Nursing home staff are more than four times as likely to give incorrect doses when a medication is in liquid form, according to a recent study published in BMJ Quality and Safety. The study evaluated medication errors in 55 care homes in the United Kingdom, caring for 233 residents in total.  Assisted living staff may make errors dispensing medications

In most cases, medications are provided in the form of pills or capsules, which can be easily used with a monitored dosing system (MDS). A MDS contains a compartment for each day or each time of day when medication is to be given; the compartments contain the appropriate number of pills or capsules for each dosage. Medications given in liquid form, however, cannot be used with a MDS.

Many residents in nursing home facilities require medication delivery in the form of liquid, creams or lotions.

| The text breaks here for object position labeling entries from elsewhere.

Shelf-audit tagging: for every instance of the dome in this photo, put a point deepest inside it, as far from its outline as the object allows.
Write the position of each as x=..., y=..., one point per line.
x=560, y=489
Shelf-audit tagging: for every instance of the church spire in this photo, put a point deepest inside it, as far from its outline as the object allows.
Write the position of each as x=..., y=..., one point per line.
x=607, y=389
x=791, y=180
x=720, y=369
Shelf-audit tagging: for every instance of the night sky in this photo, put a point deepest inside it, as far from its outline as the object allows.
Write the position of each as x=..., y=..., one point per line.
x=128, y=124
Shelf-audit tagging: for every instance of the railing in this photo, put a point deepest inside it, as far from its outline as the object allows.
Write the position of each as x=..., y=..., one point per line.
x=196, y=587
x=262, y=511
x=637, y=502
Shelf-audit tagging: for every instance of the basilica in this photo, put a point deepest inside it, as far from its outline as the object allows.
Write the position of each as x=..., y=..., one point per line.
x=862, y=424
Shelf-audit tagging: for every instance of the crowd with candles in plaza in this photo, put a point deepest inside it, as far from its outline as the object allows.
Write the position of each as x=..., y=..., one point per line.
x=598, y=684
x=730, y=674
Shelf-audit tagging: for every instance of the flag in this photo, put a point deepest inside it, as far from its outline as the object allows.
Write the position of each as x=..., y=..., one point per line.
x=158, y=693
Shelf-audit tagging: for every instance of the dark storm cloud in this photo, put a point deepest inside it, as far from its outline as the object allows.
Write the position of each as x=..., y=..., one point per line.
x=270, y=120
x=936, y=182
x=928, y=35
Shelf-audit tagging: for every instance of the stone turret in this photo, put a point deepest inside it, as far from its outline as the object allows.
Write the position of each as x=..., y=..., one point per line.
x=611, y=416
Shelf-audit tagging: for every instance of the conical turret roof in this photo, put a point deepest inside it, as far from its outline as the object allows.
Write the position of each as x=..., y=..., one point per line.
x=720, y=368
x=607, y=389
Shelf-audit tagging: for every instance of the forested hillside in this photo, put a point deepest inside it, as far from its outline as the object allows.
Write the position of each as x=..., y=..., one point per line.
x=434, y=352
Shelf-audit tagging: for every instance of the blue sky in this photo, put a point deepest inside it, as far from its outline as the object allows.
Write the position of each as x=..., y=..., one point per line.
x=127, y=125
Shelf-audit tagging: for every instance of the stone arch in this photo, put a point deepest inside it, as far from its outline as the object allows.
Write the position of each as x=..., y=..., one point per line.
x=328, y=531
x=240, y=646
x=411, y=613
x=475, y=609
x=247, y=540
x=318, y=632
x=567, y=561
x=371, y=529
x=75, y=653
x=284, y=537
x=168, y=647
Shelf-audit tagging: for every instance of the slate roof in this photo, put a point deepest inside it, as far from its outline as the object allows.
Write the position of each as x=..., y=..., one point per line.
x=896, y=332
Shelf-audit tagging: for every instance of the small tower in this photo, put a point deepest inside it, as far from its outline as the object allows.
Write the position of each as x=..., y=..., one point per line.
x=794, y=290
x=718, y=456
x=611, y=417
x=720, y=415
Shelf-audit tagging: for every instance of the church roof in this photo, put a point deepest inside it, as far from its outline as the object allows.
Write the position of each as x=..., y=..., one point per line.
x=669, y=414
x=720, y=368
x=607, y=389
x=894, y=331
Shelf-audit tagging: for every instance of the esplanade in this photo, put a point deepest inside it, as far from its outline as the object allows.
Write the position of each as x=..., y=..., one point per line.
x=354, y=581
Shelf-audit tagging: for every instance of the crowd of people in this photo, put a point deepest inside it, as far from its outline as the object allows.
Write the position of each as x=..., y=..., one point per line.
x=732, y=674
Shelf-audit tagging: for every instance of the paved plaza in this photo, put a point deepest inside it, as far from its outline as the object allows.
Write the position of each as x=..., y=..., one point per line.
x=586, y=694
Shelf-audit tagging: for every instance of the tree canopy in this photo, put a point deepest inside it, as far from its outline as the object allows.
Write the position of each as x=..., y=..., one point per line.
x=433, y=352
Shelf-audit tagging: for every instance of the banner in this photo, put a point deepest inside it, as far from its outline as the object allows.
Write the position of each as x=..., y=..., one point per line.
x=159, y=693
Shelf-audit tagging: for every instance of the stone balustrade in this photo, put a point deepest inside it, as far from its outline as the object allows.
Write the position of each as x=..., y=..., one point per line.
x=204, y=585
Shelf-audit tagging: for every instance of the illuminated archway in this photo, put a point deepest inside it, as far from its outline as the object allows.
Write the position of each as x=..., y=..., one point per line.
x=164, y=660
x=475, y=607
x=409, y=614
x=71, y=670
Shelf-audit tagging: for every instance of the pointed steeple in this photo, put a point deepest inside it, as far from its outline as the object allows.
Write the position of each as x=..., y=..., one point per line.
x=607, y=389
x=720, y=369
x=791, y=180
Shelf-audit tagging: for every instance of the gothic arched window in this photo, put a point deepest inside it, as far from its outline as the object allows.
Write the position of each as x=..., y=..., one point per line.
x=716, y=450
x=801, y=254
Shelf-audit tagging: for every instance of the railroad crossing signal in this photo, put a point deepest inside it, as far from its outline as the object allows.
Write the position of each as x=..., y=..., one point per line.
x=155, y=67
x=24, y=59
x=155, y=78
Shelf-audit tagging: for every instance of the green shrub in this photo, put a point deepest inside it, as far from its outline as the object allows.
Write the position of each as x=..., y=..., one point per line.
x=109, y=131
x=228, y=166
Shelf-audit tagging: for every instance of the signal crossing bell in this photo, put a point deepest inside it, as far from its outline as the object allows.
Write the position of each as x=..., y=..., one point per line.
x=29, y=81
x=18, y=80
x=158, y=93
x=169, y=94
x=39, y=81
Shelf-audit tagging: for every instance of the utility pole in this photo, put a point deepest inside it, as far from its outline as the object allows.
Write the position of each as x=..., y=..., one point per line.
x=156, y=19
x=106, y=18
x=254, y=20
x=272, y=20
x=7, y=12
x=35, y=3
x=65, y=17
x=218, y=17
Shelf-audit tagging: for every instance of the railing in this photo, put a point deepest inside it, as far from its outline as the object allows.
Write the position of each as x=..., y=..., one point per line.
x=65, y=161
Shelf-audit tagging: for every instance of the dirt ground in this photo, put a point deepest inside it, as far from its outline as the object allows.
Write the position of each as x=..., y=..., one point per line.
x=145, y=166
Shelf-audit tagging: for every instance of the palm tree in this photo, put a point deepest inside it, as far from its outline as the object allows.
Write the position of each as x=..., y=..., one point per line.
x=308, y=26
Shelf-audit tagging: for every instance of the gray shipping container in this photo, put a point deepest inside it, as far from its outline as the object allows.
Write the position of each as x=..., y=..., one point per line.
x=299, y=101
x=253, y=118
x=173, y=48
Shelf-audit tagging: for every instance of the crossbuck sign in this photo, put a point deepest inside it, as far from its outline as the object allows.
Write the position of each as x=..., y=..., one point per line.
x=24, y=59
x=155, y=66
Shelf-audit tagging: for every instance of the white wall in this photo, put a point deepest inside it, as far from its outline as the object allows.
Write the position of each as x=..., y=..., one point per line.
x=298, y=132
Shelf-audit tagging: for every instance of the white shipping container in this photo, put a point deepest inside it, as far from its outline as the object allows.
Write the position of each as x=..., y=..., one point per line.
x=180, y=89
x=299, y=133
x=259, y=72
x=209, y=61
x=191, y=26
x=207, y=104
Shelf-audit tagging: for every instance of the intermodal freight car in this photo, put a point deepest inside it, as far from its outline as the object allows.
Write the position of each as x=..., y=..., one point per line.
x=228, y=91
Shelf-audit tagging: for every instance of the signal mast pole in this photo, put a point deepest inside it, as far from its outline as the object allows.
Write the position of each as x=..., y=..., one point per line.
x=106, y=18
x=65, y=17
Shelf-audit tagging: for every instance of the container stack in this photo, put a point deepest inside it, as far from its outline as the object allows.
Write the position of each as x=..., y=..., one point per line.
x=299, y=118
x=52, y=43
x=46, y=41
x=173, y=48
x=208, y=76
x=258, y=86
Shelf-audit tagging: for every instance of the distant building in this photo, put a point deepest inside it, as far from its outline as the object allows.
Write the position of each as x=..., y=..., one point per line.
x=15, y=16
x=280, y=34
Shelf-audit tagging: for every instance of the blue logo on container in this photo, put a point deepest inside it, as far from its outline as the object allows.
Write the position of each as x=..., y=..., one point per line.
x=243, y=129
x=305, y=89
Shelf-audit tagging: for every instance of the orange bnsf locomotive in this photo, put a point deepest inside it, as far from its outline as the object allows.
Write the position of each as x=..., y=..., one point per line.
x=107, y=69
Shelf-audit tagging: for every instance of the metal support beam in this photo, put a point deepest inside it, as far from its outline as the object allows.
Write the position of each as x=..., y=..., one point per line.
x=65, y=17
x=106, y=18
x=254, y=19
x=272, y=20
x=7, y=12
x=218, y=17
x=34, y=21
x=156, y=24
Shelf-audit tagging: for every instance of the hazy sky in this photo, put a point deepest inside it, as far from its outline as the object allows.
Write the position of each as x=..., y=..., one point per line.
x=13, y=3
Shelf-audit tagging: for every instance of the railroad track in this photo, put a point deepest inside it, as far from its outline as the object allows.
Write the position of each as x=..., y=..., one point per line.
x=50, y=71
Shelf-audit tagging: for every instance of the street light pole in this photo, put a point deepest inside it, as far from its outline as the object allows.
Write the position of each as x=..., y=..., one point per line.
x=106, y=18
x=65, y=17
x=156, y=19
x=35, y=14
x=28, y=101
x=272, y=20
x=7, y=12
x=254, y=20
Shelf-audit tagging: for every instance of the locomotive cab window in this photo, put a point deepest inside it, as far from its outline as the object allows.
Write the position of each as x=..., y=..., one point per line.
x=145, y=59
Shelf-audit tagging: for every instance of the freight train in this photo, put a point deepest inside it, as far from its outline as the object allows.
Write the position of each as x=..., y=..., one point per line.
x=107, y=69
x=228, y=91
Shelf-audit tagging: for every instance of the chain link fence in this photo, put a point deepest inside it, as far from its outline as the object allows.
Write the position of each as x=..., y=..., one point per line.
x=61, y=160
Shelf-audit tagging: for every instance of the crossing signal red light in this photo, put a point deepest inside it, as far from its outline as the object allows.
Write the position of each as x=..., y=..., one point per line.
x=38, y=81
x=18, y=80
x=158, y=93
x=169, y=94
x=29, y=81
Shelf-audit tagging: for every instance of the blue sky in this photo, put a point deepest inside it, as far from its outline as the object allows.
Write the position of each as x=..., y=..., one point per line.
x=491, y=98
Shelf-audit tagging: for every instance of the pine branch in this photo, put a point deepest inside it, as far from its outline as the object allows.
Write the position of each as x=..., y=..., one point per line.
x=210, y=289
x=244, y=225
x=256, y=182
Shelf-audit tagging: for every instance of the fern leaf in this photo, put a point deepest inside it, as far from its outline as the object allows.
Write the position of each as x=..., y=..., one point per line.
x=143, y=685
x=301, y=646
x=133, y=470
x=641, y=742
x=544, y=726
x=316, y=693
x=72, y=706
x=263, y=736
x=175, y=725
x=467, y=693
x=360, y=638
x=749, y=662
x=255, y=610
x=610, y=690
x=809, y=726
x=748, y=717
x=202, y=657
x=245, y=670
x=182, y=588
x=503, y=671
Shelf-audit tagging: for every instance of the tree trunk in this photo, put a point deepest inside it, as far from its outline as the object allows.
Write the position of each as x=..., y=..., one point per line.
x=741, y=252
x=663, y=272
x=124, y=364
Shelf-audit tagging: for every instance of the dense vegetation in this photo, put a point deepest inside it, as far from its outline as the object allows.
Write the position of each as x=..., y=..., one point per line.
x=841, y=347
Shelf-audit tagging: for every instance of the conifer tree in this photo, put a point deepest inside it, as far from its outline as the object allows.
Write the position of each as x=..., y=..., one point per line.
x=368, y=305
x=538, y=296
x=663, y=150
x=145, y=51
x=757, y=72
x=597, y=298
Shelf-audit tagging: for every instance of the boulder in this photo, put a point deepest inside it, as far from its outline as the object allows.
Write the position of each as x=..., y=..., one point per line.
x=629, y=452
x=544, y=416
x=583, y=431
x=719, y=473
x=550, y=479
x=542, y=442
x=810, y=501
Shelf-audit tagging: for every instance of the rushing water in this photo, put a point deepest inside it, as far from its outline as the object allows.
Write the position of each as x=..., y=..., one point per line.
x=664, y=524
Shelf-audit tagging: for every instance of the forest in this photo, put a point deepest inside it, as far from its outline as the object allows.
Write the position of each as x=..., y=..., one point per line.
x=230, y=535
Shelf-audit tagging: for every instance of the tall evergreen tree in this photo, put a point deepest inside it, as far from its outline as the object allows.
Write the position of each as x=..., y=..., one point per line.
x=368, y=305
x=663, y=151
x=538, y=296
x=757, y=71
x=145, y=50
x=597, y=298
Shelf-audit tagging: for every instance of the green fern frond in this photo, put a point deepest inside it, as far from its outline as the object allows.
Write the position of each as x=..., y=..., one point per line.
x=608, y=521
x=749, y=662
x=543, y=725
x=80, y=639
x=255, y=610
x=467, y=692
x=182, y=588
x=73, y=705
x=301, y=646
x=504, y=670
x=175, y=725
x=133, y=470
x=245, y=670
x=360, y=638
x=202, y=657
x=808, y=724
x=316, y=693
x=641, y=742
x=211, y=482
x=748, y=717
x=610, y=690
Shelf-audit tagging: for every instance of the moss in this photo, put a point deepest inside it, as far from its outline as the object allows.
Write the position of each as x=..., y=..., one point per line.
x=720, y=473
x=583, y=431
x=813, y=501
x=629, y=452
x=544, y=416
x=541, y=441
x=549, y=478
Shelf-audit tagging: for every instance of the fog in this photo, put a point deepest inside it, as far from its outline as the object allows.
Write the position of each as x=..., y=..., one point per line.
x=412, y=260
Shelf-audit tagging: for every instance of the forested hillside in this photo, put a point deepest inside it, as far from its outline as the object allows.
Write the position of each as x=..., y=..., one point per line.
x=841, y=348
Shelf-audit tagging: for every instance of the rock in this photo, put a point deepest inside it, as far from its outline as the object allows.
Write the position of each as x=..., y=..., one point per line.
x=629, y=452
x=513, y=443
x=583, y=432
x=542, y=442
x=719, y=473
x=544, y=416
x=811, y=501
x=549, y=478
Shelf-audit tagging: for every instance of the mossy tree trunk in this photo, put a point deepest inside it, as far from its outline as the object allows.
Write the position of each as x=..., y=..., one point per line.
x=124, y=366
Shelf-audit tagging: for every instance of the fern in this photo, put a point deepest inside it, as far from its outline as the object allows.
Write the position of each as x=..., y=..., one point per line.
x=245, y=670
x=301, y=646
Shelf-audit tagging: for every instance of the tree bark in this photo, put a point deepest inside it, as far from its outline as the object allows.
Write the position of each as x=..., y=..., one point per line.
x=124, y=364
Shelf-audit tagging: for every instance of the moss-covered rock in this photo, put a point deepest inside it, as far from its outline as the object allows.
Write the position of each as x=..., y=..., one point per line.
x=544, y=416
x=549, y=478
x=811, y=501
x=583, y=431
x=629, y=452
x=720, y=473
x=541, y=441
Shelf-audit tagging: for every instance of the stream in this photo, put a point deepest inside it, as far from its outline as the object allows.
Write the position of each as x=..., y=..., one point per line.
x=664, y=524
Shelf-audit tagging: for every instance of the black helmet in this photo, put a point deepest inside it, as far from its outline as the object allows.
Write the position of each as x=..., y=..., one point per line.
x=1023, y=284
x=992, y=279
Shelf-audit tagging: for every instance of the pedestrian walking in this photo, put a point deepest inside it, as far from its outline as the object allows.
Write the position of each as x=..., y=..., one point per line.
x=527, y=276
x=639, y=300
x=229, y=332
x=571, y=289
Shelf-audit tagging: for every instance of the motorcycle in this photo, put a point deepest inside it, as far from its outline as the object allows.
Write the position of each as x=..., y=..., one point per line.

Swallowing difficulties make it dangerous to give pills to some residents, while other medications are simply more effective when given in a liquid or cream form.

More than half of medications given in the study were delivered with the use of a MDS (53%) and were not free of error, although errors were more than four times as likely to occur with liquid medications than with pills or capsules. Mistakes were 19 times as likely for medications administered in cream, lotion or eyedrop form, and more than 33 times as likely with inhaled medications.

It’s not just pills versus liquids that makes the difference, either. Pills and capsules stored and dispensed from the manufacturer’s original packaging were twice as likely to be given in incorrect dosages than pills and capsules dispensed from a monitored delivery system.

Elderly nursing home and assisted living residents are at higher risk for complications from medication errors due to differences in the way their bodies metabolize drugs and the increased frequency at which many are required to take medications. Monitored delivery systems eliminate a large percentage of errors, but they’re both costly and difficult to maintain, particularly when multiple doses of several medications must be administered throughout the course of a single day.

While the authors don’t offer a one-size-fits-all solution, they do point out that additional staff training on appropriate medication administration can reduce the number of errors for medications that can’t be dispensed through a MDS, and the use of a MDS drastically reduces errors for compatible medications.